Courts and Tribunals amendments in effect

Associate Minister of Justice and for Courts Aupito William Sio has announced that the final amendments in the Courts Matters Act 2018 and the Tribunals Powers and Procedures Legislation Act 2018 come into effect today.

“These two acts form part of the Government’s efforts to provide New Zealanders with a more modern, fair and effective justice system,” says Aupito William Sio.

“Both Acts are already helping courts and tribunals to provide better customer protection and redress and improve New Zealanders’ access to justice.  They have also enabled the Ministry of Justice to provide safer courts and tribunal buildings.

“Among the changes taking effect from today is the financial threshold of the Disputes Tribunal which is doubled to $30,000 so more disputes can be resolved in a less expensive, simple and quick manner.

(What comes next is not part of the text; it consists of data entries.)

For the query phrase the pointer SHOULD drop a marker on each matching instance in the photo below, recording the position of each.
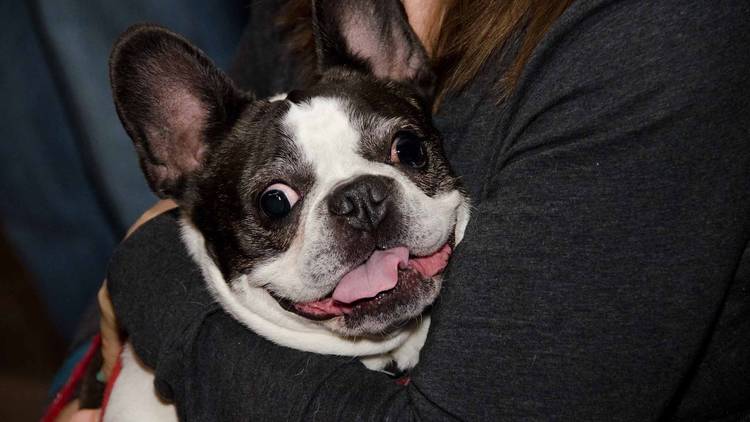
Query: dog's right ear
(173, 102)
(374, 37)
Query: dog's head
(336, 199)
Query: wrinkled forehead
(337, 139)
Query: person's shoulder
(678, 52)
(606, 36)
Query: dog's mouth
(390, 275)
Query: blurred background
(69, 182)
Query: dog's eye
(277, 200)
(408, 149)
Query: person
(605, 273)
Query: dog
(322, 218)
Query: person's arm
(613, 216)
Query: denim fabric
(69, 179)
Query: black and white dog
(321, 219)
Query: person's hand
(108, 327)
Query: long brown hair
(470, 32)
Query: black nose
(363, 202)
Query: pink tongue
(378, 274)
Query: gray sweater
(605, 274)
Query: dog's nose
(362, 202)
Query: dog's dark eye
(408, 149)
(277, 200)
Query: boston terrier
(321, 219)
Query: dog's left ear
(374, 37)
(174, 103)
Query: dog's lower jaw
(255, 308)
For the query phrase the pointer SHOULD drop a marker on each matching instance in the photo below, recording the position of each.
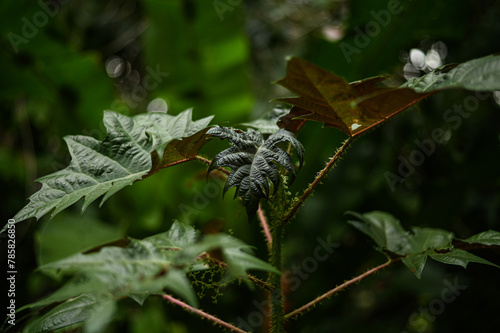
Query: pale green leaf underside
(101, 168)
(415, 246)
(142, 268)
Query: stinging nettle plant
(260, 162)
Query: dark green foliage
(416, 245)
(254, 163)
(137, 269)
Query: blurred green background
(65, 62)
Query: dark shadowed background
(63, 63)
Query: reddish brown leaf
(328, 98)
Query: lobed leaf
(137, 270)
(359, 106)
(101, 168)
(415, 246)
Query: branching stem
(335, 290)
(203, 314)
(265, 226)
(309, 190)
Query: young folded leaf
(254, 163)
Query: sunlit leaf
(328, 98)
(254, 163)
(356, 107)
(101, 168)
(477, 74)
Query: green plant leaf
(359, 106)
(253, 162)
(415, 263)
(136, 269)
(268, 123)
(490, 237)
(73, 311)
(460, 257)
(383, 228)
(416, 245)
(101, 168)
(477, 74)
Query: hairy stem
(335, 290)
(309, 190)
(265, 226)
(203, 314)
(276, 295)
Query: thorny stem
(203, 314)
(265, 226)
(335, 290)
(276, 295)
(309, 190)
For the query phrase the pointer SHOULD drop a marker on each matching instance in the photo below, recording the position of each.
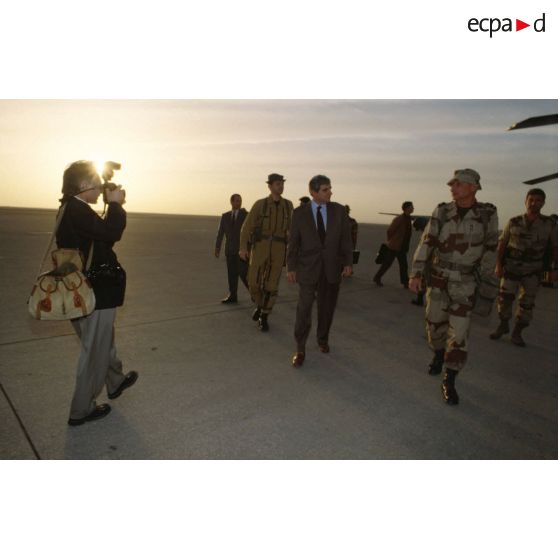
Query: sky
(188, 157)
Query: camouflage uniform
(525, 244)
(266, 229)
(457, 257)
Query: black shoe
(502, 329)
(262, 323)
(437, 364)
(449, 394)
(100, 411)
(129, 381)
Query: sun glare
(99, 165)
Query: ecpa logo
(493, 25)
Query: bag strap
(53, 236)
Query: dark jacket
(231, 232)
(305, 253)
(80, 228)
(399, 233)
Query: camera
(108, 173)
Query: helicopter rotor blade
(535, 121)
(541, 179)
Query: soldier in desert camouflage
(265, 231)
(456, 255)
(520, 263)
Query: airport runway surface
(212, 386)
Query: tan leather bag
(63, 293)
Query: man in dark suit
(319, 253)
(230, 225)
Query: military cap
(469, 176)
(274, 177)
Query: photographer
(83, 229)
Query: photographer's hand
(117, 195)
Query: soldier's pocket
(437, 281)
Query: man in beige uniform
(520, 265)
(458, 253)
(266, 230)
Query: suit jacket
(305, 253)
(80, 228)
(230, 231)
(399, 233)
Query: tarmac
(212, 386)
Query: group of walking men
(459, 262)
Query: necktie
(321, 227)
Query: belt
(455, 266)
(275, 238)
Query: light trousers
(98, 364)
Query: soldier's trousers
(528, 286)
(266, 265)
(448, 318)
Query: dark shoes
(502, 328)
(435, 367)
(99, 412)
(298, 360)
(129, 380)
(262, 323)
(449, 394)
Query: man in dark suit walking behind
(229, 227)
(319, 253)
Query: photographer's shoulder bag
(64, 292)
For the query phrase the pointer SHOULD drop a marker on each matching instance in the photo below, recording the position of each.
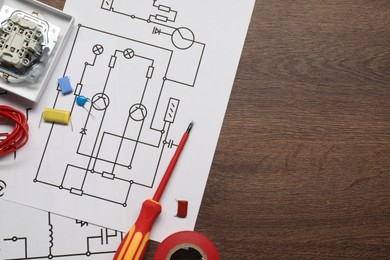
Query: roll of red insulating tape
(186, 239)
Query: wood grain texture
(302, 168)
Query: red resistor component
(182, 207)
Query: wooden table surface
(302, 168)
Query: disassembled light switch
(26, 41)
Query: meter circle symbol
(183, 38)
(97, 49)
(100, 101)
(138, 112)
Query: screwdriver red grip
(133, 246)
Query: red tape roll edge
(185, 239)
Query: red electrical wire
(19, 136)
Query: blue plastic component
(81, 100)
(65, 86)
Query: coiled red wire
(19, 136)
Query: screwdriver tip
(189, 127)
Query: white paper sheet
(149, 68)
(28, 233)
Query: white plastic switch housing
(32, 36)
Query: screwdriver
(133, 246)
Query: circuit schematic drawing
(133, 86)
(51, 236)
(135, 81)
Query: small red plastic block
(182, 207)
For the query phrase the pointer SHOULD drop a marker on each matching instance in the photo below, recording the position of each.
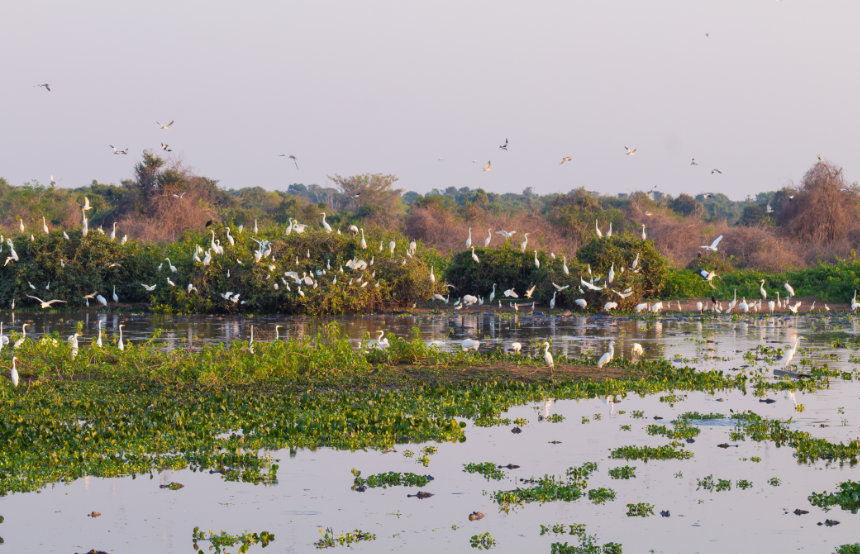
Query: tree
(823, 210)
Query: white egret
(547, 356)
(470, 344)
(14, 372)
(607, 357)
(790, 354)
(23, 338)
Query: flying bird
(292, 157)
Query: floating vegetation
(330, 540)
(601, 495)
(487, 469)
(548, 488)
(681, 430)
(645, 453)
(640, 509)
(222, 540)
(588, 544)
(710, 485)
(390, 479)
(807, 449)
(847, 497)
(484, 541)
(623, 472)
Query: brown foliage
(822, 212)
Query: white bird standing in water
(550, 363)
(14, 372)
(790, 355)
(606, 358)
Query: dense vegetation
(168, 213)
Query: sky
(427, 91)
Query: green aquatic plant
(484, 541)
(222, 540)
(487, 469)
(548, 488)
(847, 497)
(329, 539)
(645, 453)
(640, 509)
(601, 495)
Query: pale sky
(391, 86)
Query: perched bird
(607, 357)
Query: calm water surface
(314, 486)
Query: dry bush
(757, 248)
(822, 212)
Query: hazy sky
(756, 88)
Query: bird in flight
(292, 157)
(44, 304)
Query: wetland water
(313, 489)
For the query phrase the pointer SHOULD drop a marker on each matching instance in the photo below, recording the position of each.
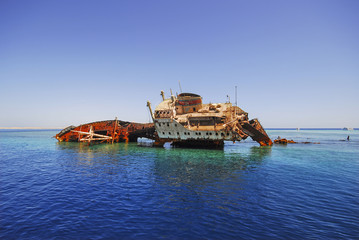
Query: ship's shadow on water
(199, 167)
(173, 165)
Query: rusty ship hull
(108, 131)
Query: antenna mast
(236, 96)
(179, 83)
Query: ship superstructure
(185, 121)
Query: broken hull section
(107, 131)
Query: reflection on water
(199, 167)
(176, 165)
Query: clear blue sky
(296, 63)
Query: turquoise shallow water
(51, 190)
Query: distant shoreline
(29, 128)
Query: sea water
(52, 190)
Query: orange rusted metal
(107, 131)
(283, 141)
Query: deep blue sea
(51, 190)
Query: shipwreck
(182, 120)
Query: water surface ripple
(51, 190)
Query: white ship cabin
(185, 117)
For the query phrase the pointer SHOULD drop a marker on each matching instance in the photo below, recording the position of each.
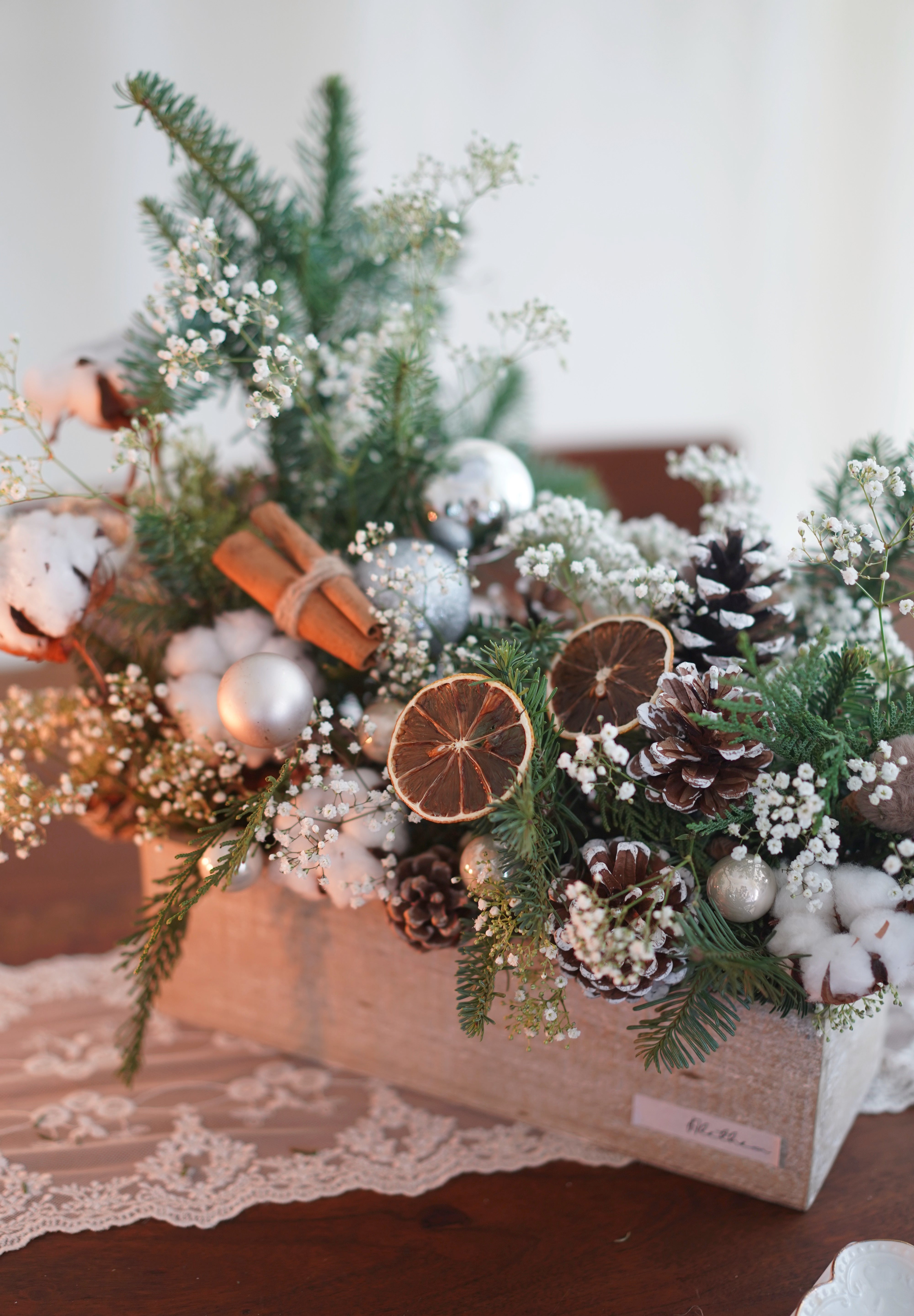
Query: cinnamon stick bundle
(298, 545)
(265, 576)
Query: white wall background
(724, 208)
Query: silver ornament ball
(377, 728)
(435, 587)
(743, 890)
(248, 873)
(265, 701)
(481, 861)
(484, 482)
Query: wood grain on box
(340, 987)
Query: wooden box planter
(766, 1115)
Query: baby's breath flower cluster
(731, 493)
(792, 810)
(585, 553)
(600, 761)
(538, 1006)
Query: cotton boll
(243, 634)
(858, 890)
(799, 934)
(193, 651)
(352, 872)
(838, 971)
(52, 569)
(891, 936)
(191, 701)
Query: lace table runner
(213, 1126)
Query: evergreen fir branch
(153, 949)
(234, 169)
(476, 985)
(730, 971)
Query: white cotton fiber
(47, 568)
(799, 934)
(352, 866)
(891, 936)
(858, 890)
(243, 634)
(191, 701)
(197, 649)
(849, 966)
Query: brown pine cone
(425, 901)
(697, 768)
(731, 595)
(627, 873)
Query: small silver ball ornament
(435, 587)
(248, 873)
(485, 482)
(265, 701)
(743, 890)
(377, 728)
(481, 861)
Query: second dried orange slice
(459, 748)
(606, 670)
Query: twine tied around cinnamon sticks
(323, 606)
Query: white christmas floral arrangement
(380, 665)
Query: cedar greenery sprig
(153, 949)
(730, 973)
(535, 830)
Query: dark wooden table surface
(559, 1240)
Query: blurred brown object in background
(637, 480)
(76, 894)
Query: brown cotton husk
(897, 814)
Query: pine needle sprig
(153, 949)
(730, 973)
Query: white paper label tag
(709, 1130)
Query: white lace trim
(215, 1124)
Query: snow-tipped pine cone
(693, 768)
(627, 874)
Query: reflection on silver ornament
(481, 861)
(248, 873)
(425, 577)
(743, 890)
(484, 483)
(377, 728)
(265, 701)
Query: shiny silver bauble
(265, 701)
(743, 890)
(481, 861)
(483, 483)
(377, 728)
(250, 870)
(434, 593)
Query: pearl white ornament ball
(439, 589)
(485, 482)
(481, 861)
(743, 890)
(377, 728)
(248, 873)
(265, 701)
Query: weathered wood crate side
(339, 986)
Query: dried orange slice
(606, 670)
(459, 748)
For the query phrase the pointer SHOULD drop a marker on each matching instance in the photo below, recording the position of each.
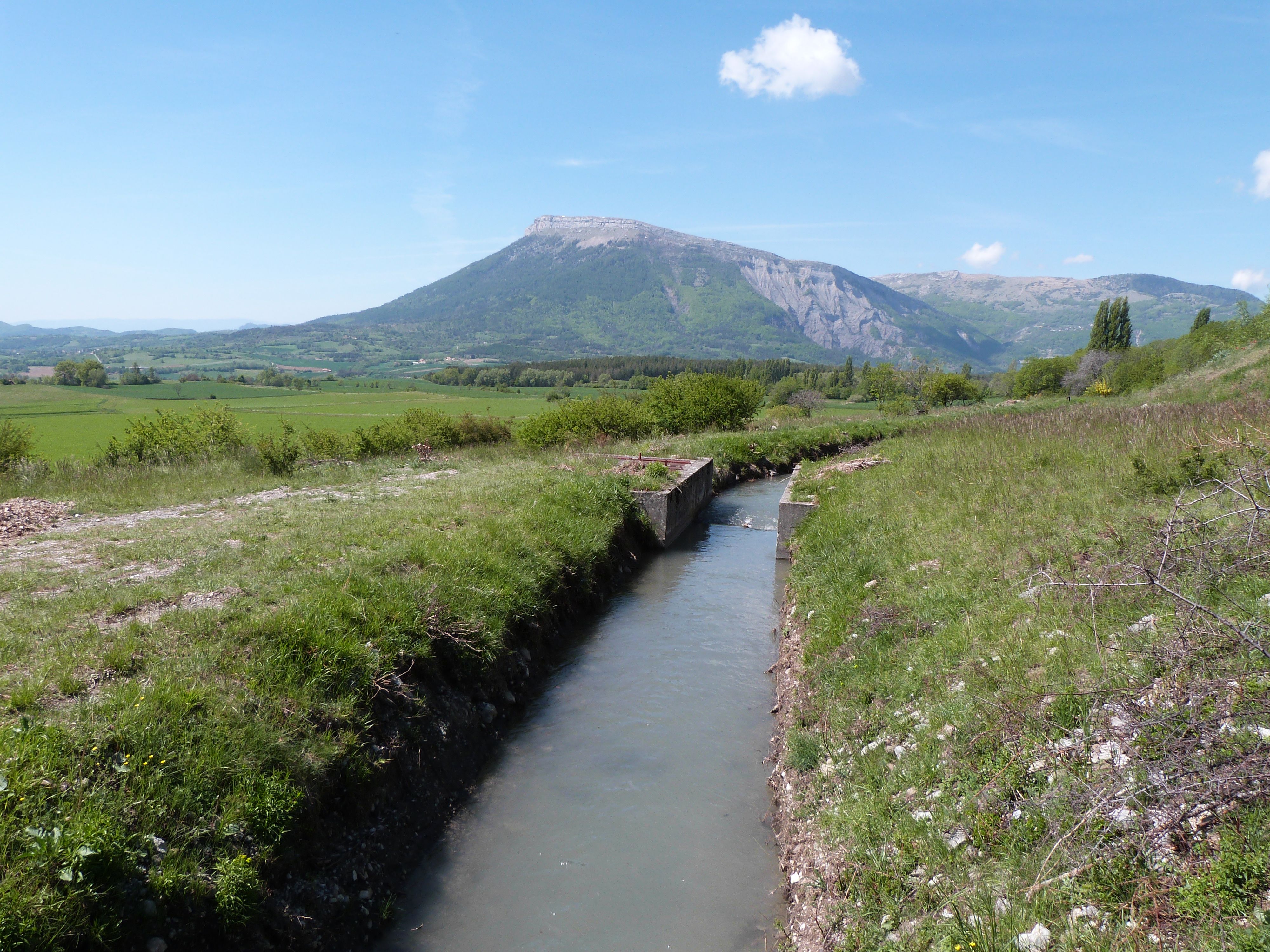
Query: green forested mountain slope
(1052, 315)
(578, 286)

Previously, the Disputes Tribunal could only deal with disputes of $15,000 or less; or up to $20,000 if all parties agree.

Other changes in effect from today include:

  • giving the Real Estate Agents Disciplinary Tribunal the power to award compensation of up to $100,000 for financial losses caused by a real estate agents’ unsatisfactory conduct;
  • authorising the Private Security Personnel Licensing Authority to discipline unsatisfactory conduct such as bullying as well as more serious misconduct; and
  • introducing simpler processes for placing charges on real property, such as land, and forcibly selling real property to enforce large overdue fines.  This will enable these processes to be used more often.  

Some of the changes in these Acts that are already in effect include:

  • enabling the appointment of Deputy Chairpersons to the Human Rights Review Tribunal, which allowed the Government in May to appoint five Deputy Chairs, which aims to reduce the case backlog and provide timelier access to justice;
  • allowing the Legal Complaints Review Officer to dismiss unmeritorious claims and to decide more matters on the papers to help reduce the case backlog; 
  • modernising and aligning the powers and procedures of 21 tribunals the Ministry of Justice supports, making it easier for people to resolve issues and to move on with their lives;
  • extending the powers of Court Security Officers to deny entry to, and to remove and detain disruptive individuals in court and tribunal buildings; and
  • making it easier for people who can’t afford to pay their fines to set up arrangements to pay in affordable instalment.

“The final amendments in effect today, along with the existing changes will provide New Zealanders with modernised and improved processes at New Zealand’s courts and tribunals,” says Aupito William Sio.